Un livello in cui si risparmiano persino poche centinaia di euro
necessarie per l'acquisto di una sonda per il rilevamento dei gas
nocivi; ma si riduce anche il numero dei componenti delle squadre e si
ricorre sistematicamente a manodopera occasionale.
Appena quattro giorni prima, un altro infortunio al Centro intermodale
adriatico aveva visto un operaio travolto e ferito da un muletto che
trasportava una lamiera di 12 metri.
Il tutto per uno salario base che supera di poco i mille euro al mese,
incrementato però dagli straordinari e dal lavoro notturno.
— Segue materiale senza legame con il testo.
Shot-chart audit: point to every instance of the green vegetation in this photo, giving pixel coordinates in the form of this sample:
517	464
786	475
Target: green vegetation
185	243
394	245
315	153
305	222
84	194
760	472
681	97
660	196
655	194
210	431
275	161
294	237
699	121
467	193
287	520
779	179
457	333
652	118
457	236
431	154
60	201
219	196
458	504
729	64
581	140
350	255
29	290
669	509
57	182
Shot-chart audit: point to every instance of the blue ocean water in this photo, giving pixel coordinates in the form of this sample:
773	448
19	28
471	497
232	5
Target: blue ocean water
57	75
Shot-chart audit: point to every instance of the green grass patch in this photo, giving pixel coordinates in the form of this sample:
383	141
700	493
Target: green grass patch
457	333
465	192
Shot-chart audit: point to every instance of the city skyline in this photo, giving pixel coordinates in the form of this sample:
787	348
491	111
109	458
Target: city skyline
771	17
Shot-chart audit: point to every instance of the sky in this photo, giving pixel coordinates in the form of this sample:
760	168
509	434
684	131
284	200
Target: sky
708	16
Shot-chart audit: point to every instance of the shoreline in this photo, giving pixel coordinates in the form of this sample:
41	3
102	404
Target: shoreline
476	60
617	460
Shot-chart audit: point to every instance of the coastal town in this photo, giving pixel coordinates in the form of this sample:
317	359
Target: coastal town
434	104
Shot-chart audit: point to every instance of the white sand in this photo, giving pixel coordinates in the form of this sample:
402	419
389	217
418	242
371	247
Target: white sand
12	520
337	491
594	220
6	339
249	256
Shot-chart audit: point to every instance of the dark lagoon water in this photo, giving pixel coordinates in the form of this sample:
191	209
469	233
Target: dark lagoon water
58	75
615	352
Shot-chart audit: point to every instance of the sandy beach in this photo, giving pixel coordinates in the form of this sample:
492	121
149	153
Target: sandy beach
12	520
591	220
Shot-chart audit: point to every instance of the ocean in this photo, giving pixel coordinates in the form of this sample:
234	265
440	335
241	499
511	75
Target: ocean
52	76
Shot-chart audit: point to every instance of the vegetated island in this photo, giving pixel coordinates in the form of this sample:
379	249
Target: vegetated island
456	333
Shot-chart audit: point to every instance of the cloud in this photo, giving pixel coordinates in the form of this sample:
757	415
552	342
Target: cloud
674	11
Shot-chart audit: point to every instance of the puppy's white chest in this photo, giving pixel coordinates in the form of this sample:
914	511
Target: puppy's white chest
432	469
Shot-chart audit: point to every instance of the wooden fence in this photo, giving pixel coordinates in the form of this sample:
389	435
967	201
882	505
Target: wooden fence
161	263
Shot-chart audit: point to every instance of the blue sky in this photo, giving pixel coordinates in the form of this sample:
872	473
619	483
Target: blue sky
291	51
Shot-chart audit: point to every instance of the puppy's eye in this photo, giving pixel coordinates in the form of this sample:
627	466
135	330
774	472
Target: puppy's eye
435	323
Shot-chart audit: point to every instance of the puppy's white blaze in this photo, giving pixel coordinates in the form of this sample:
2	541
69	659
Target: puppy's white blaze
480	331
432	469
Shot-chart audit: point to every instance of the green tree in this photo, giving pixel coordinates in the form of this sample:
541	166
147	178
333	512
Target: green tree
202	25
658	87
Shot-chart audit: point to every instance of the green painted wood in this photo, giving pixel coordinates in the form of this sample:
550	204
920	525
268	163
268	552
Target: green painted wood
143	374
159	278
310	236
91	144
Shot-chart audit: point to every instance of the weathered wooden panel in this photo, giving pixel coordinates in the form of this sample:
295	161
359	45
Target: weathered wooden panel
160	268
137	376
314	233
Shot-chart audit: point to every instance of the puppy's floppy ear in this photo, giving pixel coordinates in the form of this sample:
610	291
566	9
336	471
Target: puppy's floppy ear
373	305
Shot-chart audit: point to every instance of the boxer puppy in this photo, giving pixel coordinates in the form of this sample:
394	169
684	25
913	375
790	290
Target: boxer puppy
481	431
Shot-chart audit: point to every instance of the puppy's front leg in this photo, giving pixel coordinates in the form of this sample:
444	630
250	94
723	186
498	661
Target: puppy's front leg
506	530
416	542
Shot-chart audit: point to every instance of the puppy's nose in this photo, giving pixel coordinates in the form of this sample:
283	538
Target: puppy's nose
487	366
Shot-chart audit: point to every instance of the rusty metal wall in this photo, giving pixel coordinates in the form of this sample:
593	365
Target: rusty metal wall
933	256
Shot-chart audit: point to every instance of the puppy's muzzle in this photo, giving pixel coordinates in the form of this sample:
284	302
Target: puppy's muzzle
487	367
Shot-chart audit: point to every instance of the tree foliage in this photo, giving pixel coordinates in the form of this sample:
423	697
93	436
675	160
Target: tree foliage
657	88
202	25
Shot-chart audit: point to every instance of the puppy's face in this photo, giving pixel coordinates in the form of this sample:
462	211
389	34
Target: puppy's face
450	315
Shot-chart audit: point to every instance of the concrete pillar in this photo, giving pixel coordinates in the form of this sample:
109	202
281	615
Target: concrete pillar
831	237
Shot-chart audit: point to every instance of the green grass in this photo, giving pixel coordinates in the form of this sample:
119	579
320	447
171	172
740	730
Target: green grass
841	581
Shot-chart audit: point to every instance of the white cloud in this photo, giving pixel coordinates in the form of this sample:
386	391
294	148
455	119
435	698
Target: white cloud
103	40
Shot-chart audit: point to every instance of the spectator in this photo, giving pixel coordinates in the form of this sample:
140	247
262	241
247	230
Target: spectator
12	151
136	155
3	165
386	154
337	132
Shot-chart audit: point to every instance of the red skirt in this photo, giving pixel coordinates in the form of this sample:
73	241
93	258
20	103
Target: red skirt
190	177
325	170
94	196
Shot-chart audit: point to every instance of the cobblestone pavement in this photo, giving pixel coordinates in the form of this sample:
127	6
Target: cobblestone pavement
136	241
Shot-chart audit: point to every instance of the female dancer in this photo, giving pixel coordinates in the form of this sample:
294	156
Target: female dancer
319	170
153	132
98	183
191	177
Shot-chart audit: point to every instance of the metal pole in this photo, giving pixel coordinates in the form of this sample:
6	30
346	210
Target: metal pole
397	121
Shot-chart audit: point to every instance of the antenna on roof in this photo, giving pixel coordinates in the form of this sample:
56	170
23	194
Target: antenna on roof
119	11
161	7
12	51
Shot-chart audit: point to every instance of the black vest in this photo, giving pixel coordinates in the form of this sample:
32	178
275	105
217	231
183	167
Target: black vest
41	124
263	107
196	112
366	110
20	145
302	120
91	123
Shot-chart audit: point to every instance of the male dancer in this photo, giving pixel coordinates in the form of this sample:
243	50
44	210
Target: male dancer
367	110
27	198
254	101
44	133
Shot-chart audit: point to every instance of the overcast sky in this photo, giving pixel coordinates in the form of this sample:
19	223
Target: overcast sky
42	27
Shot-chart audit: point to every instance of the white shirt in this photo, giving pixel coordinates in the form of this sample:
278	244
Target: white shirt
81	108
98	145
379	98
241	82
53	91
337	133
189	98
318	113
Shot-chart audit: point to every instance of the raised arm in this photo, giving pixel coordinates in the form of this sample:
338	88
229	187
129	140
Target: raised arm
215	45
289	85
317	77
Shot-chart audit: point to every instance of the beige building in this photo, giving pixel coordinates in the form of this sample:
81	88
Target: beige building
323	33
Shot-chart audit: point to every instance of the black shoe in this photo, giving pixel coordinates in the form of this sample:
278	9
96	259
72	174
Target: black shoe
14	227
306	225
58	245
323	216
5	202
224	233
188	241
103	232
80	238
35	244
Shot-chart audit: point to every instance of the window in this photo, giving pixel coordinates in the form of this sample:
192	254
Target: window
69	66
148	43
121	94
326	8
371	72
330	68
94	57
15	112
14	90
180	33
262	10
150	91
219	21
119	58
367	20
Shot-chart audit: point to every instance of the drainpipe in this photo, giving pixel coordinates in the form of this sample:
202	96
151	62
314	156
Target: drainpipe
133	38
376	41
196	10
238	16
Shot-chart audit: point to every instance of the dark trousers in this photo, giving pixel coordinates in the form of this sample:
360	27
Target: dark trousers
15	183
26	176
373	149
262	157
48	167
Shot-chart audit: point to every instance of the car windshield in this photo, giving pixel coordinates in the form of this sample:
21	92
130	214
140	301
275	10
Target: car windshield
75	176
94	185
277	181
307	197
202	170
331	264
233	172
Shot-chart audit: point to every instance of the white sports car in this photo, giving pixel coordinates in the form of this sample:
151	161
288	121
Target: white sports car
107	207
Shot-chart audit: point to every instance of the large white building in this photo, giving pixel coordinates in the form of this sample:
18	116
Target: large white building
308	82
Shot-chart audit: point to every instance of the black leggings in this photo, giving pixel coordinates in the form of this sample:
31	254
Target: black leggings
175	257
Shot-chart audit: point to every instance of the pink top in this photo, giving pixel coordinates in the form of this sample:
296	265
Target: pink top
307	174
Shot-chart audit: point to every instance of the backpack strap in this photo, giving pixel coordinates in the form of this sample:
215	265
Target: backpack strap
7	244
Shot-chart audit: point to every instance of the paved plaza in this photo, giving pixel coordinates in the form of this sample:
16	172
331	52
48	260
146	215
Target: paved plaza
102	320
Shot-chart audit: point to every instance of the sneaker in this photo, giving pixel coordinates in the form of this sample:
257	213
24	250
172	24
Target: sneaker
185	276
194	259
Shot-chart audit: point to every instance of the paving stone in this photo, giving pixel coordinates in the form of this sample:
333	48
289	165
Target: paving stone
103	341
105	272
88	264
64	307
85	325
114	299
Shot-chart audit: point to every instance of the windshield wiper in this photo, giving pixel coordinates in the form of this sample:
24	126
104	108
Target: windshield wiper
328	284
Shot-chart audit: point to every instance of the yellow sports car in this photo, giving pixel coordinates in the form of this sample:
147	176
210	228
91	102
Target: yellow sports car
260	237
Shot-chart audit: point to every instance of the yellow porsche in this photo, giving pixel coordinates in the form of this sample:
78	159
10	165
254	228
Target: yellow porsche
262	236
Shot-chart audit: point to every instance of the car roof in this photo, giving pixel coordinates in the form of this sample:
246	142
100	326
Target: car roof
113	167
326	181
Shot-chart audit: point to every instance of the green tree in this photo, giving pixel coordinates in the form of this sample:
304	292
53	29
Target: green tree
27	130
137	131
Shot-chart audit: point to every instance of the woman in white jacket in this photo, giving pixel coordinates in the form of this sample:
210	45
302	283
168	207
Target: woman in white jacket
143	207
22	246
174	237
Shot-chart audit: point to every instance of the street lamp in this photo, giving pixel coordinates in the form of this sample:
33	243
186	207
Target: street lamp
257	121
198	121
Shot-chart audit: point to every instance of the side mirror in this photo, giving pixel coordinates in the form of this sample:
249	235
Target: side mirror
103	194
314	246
La situazione di Denis Zanon, 40 anni, non era però neppure
questa: condannato ad una condizione di precarietà fatta di
lavori a chiamata attraverso un'agenzia interinale che non si è
neppure degnata di fare le condoglianze. Denis, senza genitori e con un
fratello invalido civile, aveva fatto un po' di tutto (cuoco,
pizzaiolo, muratore). In dicembre aveva lavorato a chiamata sul porto
per soli 2 giorni portando a casa appena 150 euro; in gennaio aveva
lavorato sei volte.
D'altra parte questo ennesimo assassinio avvenuto a Marghera
s'inserisce perfettamente nel contesto veneto dove il 2007 si è
chiuso con 100 incidenti mortali: in questi pochi giorni del 2008 si
sono già contati una decina i morti sui luoghi di lavoro, di cui
uno nel padovano proprio lo stesso giorno della tragedia in porto.
I dati ufficiali sono eloquenti. Se in Italia gli infortuni sono
diminuiti dell'1,3 per cento e i lutti sono aumentati del 2,2 per
cento, in Veneto va molto peggio: la diminuzione degli infortuni non va
oltre lo 0,4 per cento, e le cosiddette morti bianche sono cresciute
addirittura del 16,2 per cento passando da 99 nel 2005 a 115 nel 2006.
Di contro, secondo la relazione della Corte dei conti sulla
Sanità veneta, il monte costi regionale per servizi di
prevenzione e sicurezza negli ambienti di lavoro è calato dai
28.635.000 euro del 2005 ai 27.812.000 euro nel 2007. Ancora: dal 2004
al 2006 le ispezioni effettuate dagli Spisal veneti sono diminuite del
7 per cento. Addirittura i sopralluoghi nel settore edilizio, uno dei
più a rischio, dove si ripetono i casi di impiego di lavoratori
irregolari e non mancano sacche cospicue di lavoro nero, sono crollati
del 18,5 per cento.
L'identikit del lavoratore più a rischio di incidenti: alle
prime armi, giovane, extracomunitario, impiegato nel comparto
metalmeccanico.
Tutti elementi utili per comprendere come l'economia veneto continua a "tirare" e ad essere competitiva.
Trascinati dalla mobilitazione spontanea, che ha paralizzato il porto
di Marghera fin dall'alba di venerdì su iniziativa dei compagni
di lavoro delle ultime due vittime, i sindacati concertativi hanno
proclamato per lunedì 28 gennaio uno sciopero di 4 ore per la
sicurezza riguardante soltanto i settori dell'industria, del commercio
e dei trasporti. Mentre per il giorno dei funerali dei due operai
è stato indetto uno sciopero generale di un'ora.
Qualcuno, sommessamente, ha commentato: mezz'ora per morto.